[Date Prev][Date Next][Thread Prev][Thread Next][Date Index][Thread Index]

Re: [Condor-users] how to resrict job run time




I recommend the following expression for removing jobs that run for too long:

maxRunTime = 60
periodic_remove = JobStatus == 2 && \
 ( (CurrentTime - EnteredCurrentStatus) + \
   RemoteWallClockTime - CumulativeSuspensionTime < $(maxRunTime) )

Warning: that may be useful, but it is not quite "correct" for several reasons:

1. It does not take into account suspension time in the current run attempt, only previous run attempts.

2. It does not take into account whether previous run attempts were preempted without saving a checkpoint.

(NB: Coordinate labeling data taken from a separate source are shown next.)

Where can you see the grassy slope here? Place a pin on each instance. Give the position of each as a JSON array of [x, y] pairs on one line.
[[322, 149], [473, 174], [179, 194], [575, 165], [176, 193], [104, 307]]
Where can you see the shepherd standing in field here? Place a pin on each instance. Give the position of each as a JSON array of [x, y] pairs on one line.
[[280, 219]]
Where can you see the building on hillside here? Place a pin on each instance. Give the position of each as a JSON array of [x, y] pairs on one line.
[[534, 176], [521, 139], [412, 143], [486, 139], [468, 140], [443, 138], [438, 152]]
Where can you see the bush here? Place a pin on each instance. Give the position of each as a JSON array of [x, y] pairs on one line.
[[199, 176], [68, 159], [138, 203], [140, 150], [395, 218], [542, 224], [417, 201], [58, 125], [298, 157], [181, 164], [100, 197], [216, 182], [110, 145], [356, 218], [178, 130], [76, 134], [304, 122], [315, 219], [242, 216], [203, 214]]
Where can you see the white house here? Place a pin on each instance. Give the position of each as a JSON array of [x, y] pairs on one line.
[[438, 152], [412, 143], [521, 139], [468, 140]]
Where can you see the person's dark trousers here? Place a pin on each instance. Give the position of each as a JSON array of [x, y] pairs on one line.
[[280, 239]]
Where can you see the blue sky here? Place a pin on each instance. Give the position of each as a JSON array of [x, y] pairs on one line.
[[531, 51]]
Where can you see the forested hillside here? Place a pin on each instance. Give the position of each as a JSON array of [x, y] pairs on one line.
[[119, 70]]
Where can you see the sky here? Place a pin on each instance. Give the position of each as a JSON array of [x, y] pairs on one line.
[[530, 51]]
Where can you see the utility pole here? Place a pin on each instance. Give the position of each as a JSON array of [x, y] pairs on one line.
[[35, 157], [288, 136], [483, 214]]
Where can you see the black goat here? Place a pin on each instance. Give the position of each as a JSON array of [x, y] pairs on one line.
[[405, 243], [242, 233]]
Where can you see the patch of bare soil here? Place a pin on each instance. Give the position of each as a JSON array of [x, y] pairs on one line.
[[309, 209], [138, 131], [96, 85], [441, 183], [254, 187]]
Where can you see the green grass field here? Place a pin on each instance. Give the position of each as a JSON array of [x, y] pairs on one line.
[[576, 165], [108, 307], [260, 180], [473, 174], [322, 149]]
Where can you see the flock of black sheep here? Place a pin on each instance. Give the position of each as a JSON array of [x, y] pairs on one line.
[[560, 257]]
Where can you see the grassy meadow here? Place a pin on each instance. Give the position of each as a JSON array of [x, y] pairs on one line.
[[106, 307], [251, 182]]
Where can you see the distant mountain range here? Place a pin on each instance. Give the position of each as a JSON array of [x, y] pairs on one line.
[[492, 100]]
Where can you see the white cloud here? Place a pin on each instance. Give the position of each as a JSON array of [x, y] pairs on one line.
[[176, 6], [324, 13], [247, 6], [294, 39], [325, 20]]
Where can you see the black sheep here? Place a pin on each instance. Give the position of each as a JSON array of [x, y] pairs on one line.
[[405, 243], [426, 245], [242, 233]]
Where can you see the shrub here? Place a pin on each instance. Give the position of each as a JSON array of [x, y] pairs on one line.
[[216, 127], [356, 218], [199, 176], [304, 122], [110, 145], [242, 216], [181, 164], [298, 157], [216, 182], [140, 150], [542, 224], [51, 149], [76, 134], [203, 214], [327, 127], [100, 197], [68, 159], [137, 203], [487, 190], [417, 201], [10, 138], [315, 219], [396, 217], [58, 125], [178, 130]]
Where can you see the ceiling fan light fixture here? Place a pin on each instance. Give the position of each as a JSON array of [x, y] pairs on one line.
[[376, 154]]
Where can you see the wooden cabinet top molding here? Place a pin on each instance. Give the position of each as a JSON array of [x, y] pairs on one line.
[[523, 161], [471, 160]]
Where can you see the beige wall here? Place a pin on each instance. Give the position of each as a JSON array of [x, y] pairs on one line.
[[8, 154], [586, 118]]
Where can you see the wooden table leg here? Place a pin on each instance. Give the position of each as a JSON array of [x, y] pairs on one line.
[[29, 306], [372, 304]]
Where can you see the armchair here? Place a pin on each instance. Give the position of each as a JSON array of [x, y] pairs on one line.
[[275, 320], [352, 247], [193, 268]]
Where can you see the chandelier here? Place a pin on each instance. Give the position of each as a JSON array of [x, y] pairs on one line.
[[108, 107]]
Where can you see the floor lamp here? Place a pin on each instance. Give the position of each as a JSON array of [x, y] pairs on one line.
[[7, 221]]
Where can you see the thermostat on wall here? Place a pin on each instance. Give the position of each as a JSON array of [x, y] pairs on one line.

Given the attributes that are published into the job ClassAd, I see no way to correct those cases in current versions of Condor.

--Dan

Jens Harting wrote:

On Wed, 25 Oct 2006, Dan Bradley wrote:

Use periodic_remove or periodic_hold in the job submission file. See the condor_submit manual for details.

--Dan

I did try that, but found a problem:

Adding the following lines to my submission script do work:

maxRunTime               = 60
periodic_remove = (RemoteWallClockTime > $(maxRunTime))

However, the value for RemoteWallClockTime will only be updated if the job is being suspended. Since it sometimes happens that a job runs on a machine without being preempted much longer than $(maxRunTime), the expression for periodic_remove cannot evaluate to true.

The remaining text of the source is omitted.